Não gosto de coisas de transição. Nunca gostei. Nunca tive relações de transição, nem nunca me permiti estar em transição para o que quer que seja, não fiz periodos de transição com a entrada da Mafalda na escola nem com a Teresa na avó.
Gosto de mudanças, isso gosto. Gosto de mudanças que se fazem com o passo firme ainda que com alguma desconfiança do que nos espera mais à frente. Acredito que só a mudança tem força para nos mudar com o empenho que a própria mudança implica.
E ando desconfortável porque o país está mais do que em mudança, em transição. Estamos algures no meio do caminho entre cá e lá, entre o antes e o depois e não chegamos a lado nenhum.
Não gosto. E tenho muita dificuldade em me gerir assim.
A começar pelo trabalho. Já começo a ter alguma dificuldade em lidar com a histeria quase colectiva que se instalou e que parece ser cada vez mais alimentada por todos.
Não sou funcionária pública mas sou funcionária de uma empresa participada pelo estado. Mais, uma empresa em que o único accionista é o estado. E se já era mau termos por cá os senhores da troika a ensinar-nos o padre nosso, ainda pior é ter um conselho de administração que está de saída, já que o senhor Paços Coelho convenceu a maioria do eleitorado português.
Não sei trabalhar assim. Esta cultura portuguesa de esperar para ver e depois decidir leva-me ao limiar da loucura. E se por um lado é a própria administração a dizer que mantem-se em funções (activas) até ao fim, por outro parece que os directores não levam isto a sério e adoptam uma postura de "sim senhor" mas por trás adoptam a outra de "é melhor esperar para ver".

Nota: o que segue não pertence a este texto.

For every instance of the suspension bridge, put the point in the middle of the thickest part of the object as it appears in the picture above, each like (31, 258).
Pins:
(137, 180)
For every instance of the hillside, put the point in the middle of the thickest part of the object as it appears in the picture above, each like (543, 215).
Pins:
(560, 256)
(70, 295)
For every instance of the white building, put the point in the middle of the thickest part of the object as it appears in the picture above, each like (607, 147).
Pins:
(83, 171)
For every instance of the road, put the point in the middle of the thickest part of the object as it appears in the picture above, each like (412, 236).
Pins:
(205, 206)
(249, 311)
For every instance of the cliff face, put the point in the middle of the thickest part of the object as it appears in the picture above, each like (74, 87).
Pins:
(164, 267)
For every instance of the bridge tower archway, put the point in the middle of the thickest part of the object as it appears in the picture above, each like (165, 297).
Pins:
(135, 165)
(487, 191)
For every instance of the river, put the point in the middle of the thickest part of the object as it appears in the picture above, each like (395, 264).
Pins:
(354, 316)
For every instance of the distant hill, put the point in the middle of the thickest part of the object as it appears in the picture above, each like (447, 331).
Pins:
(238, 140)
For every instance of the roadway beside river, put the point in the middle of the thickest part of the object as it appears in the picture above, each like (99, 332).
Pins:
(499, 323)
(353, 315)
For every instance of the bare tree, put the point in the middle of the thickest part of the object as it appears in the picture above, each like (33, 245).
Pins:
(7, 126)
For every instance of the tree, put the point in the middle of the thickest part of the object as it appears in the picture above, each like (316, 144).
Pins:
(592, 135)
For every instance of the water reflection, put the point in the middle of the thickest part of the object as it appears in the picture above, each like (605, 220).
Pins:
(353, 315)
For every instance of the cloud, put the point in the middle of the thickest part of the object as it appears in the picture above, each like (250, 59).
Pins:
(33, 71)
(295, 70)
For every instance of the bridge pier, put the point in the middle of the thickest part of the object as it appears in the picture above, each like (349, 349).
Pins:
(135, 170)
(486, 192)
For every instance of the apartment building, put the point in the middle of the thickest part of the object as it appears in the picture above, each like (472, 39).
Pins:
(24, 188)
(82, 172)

Acontece que eu preciso que alguém (de preferência alguém que seja bem pago para isso) tome decisões. O meu trabalho depende disso. E ao que parece estamos na fase da moeda, de um lado temos a cara e do outro temos a coroa. E preciso comprometimento de todas as partes, e como é sabido vivemos tempos em que achar alguém que se queira comprometer é ainda mais dificil do que encontrar Nª Srª de Fátima num Domingo no cimo de um monte.

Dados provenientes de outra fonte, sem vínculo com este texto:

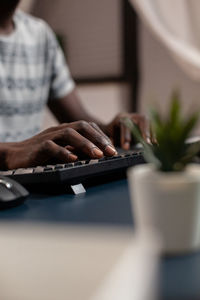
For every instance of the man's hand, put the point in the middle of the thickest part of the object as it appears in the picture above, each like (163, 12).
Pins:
(120, 134)
(59, 143)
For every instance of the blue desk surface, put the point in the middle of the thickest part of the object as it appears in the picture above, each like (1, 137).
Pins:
(109, 204)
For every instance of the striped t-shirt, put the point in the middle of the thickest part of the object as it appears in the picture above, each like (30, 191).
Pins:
(32, 71)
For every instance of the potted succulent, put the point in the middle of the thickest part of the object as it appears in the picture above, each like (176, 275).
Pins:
(166, 192)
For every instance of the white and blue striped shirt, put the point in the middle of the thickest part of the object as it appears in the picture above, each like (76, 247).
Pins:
(32, 70)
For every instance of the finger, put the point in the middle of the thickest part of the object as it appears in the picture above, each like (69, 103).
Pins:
(78, 142)
(125, 136)
(96, 127)
(49, 150)
(143, 125)
(110, 141)
(98, 138)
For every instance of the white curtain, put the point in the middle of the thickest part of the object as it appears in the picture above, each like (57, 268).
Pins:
(176, 23)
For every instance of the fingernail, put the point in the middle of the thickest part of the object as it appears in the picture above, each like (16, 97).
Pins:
(148, 140)
(72, 157)
(97, 152)
(110, 150)
(126, 146)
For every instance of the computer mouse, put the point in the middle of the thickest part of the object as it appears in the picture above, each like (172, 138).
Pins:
(11, 193)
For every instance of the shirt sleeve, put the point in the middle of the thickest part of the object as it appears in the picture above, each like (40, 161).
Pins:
(61, 82)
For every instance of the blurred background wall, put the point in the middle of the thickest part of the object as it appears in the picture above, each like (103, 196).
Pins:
(158, 72)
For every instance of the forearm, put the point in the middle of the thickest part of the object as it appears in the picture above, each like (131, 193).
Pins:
(4, 148)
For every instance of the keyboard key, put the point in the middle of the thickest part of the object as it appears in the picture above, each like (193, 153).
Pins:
(78, 163)
(46, 169)
(70, 165)
(7, 173)
(58, 167)
(38, 169)
(93, 161)
(23, 171)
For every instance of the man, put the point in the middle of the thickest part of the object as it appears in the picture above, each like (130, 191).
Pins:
(33, 73)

Depois de uma semana (quase non-stop) reunida com o Conselho de Administração e com os Directores só me vem à cabeça que preciso de gritar.
E eu que até sou uma tipa calma dei por mim a ter de levantar a voz (só um bocadinho :-)) para o meu Director e para o Sr. Presidente do Conselho de Administração.

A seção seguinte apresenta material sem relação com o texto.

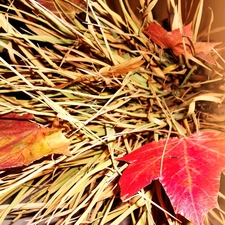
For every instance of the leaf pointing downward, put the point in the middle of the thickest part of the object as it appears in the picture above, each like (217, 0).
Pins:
(22, 142)
(176, 39)
(190, 172)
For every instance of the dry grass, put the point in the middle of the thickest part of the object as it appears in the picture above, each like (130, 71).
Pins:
(113, 90)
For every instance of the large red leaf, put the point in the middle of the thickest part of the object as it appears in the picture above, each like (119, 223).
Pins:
(176, 39)
(189, 169)
(22, 141)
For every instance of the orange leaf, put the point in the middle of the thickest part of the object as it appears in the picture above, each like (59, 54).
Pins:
(176, 39)
(22, 141)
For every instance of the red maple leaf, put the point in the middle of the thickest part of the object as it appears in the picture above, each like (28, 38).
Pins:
(176, 39)
(188, 168)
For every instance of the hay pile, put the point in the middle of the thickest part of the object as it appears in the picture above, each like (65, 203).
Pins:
(112, 89)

Os tempos são dificeis, é certo que sim. Mas se é para levarmos todos a paulada, para quê tanto secretismo com esta coisa das medidas de austeridade? Será que a primeira medida de austeridade passa pelo terrorismo emocional dos cidadãos? Seremos nós mais produtivos na dúvida e na incerteza? Encontraremos nós mais motivações para realizarmos as nossas tarefas com todo o nosso potencial por sermos hora sim hora sim assediados com a bandeirola da austeridade.
É sabido que é necessário cortar despesa. Bato palmas, já o deviamos ter feito à muito tempo e se me tivessem ouvido, da minha parte a empresa tinha poupado uns milhares de euros. Se resolvia? não, mas também não prejudicava. Até aqui a coisa tem sido pacifica, reduzimos os consumos, reduzimos aqui, reduzimos ali, reduzimos onde podemos até chegar a tal ordem da medida XPTO do Plano de austeridade do governo com a adenda XYZ do plano da troika, e chegarmos de vez ao corte de projectos e de despesas com o pessoal.
Mas até chegarmos lá eu preciso que por aqui se continue a trabalhar no hoje, aqui e agora.
Por isso digo que não gosto de transição. Preferia mil vezes ter já a nova administração e lidar com ela do que continuar neste sistema. Até porque já não consigo mais ouvir alguém a dizer-me: "bem... isso vamos ter de esperar para ver..."
Troca-se período de transição e incerteza por período de mudança e confiança. Alguém tem?